WACO, Texas _ A cramped upstairs bedroom in an apartment complex with all the whimsical
charm of a Soviet prison block doesn't seem like the kind of place where a new branch of hip-hop would take root. But here, within
hollering distance of Baylor University, are Fort Worth's Kristin Ritchie and Tannar Brown _ aka MC Router and producer T-Byte
_ staying inside on a sun-washed Saturday afternoon to lay down a rap that combines their love of high-tech and hard beats.
And while this particular song, booming with an old-school, retro-electro Kraftwerk/Afrika
Bambaataa-style groove, has a title that includes a rhymes-withrich word that's no stranger to the hip-hop lexicon, others in the MC Router catalog are more Silicon
Valley than South Bronx. "One of my very first raps was a `Halo' rap," says Router,
20, referencing the popular video game. "And then `Bill Gates' was the first professional one."
She's talking about "Bill Gates Revolution," a track on her coming album that's an anti-Microsoft rap where "the operating system
is so old, it was a horror story my grandmother told."
Welcome to the world of nerdcore _ some call it "geeksta" _ where math majors, computercode cowboys and other young scientific Americans celebrate their love of algorithms and hip-hop rhythms.
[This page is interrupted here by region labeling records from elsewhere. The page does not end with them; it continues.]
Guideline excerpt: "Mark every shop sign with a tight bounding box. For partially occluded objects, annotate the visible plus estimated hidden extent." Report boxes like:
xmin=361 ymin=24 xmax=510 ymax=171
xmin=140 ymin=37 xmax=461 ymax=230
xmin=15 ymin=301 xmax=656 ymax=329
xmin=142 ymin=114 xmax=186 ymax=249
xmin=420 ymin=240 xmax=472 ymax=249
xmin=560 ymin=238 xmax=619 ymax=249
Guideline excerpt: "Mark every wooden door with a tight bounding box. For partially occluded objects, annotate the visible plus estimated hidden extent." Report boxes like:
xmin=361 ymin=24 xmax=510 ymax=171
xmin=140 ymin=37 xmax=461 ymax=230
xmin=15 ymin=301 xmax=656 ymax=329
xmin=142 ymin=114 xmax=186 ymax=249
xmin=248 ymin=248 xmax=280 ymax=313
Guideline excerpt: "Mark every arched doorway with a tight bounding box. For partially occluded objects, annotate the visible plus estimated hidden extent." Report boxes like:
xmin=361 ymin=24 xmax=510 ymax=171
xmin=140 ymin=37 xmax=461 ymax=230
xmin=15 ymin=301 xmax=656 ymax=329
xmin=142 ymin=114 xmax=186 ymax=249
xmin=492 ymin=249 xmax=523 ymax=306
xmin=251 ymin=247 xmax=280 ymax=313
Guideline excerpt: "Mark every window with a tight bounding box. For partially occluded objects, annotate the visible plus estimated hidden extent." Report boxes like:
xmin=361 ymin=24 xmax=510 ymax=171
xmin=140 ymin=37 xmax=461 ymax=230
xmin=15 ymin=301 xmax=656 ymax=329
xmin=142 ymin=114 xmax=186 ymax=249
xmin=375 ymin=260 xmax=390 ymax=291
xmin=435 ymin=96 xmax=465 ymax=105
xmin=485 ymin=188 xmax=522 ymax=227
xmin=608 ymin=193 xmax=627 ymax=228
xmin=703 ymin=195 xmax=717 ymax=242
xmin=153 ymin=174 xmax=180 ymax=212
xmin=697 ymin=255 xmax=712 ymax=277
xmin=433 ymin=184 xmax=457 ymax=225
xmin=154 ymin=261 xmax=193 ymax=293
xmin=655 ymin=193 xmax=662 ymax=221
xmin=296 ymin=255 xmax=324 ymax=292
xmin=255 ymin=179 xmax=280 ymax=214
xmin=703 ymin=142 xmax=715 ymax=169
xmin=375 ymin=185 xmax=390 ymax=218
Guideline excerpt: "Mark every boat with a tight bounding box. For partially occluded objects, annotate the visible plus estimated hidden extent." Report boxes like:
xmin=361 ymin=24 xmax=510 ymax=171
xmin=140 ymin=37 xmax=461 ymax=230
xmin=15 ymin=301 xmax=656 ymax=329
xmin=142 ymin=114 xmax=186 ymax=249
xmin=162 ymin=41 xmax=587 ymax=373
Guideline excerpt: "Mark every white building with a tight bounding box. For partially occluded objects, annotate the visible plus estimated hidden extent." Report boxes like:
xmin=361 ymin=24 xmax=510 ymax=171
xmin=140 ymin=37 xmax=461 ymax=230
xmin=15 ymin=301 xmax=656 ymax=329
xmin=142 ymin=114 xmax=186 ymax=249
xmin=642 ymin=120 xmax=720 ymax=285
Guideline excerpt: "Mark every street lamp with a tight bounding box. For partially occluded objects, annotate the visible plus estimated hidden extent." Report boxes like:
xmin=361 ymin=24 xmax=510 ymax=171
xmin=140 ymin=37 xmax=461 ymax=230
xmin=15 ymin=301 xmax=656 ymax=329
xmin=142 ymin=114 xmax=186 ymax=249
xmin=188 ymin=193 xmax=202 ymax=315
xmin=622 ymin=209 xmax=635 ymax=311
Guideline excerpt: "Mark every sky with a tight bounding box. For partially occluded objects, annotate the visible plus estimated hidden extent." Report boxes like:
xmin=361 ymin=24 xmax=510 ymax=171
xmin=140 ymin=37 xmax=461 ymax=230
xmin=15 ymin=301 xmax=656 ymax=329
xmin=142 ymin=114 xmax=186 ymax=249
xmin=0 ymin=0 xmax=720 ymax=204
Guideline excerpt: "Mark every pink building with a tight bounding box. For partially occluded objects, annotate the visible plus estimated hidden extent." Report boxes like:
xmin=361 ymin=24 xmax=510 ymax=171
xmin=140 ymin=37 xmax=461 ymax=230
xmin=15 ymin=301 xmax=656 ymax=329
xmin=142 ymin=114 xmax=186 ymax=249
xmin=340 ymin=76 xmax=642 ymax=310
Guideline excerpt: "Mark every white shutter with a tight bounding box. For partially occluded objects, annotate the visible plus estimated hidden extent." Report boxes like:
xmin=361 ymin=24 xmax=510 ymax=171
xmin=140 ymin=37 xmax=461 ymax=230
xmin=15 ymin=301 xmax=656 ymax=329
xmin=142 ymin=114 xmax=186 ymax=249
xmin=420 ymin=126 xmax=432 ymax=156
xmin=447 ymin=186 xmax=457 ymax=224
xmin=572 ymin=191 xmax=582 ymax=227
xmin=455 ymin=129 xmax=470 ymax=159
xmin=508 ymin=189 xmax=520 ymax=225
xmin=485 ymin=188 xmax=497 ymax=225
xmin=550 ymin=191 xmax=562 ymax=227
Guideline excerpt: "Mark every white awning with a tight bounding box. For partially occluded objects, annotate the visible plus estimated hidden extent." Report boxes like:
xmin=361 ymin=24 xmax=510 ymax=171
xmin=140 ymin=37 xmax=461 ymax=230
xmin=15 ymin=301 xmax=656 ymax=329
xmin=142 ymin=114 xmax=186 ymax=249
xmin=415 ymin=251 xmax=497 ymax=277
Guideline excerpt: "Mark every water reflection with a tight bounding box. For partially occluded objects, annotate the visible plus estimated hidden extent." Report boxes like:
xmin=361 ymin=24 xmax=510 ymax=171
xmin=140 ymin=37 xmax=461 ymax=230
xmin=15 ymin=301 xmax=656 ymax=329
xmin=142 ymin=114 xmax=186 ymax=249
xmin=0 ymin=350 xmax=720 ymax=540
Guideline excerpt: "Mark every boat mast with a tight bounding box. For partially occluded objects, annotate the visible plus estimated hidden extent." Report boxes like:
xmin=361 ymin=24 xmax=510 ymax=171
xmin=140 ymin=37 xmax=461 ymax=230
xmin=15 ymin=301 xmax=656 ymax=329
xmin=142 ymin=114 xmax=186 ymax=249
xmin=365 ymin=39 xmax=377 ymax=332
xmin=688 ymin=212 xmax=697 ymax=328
Among those
whose burgeoning underground success is exacting sweet revenge on those who excluded them from high school's cool-kid cliques:
MC Plus+, a Ph.D. candidate at Purdue University, took his name from a programming
language and named one of his albums "Computer Science for Life."
Computer programmer Monzy has a master's degree from MIT and is a Ph.D. candidate at
Stanford. His debut disc: "Drama in the PhD."
Boston's MC Frontalot, whom some consider to be the nerdcore George Washington because he
whipped up the geek anthem "Nerdcore Hip-Hop" back in 2000, is a Web designer who only recently cut back on his client list to
concentrate on his music career.
New York's MC Chris is known for his high-pitched raps and Cartoon Network connection
(he's the voice of MC Pee Pants in "Aqua Teen Hunger Force") but his background includes stops at the Art Institute of Chicago and NYU's Tisch School of the Arts.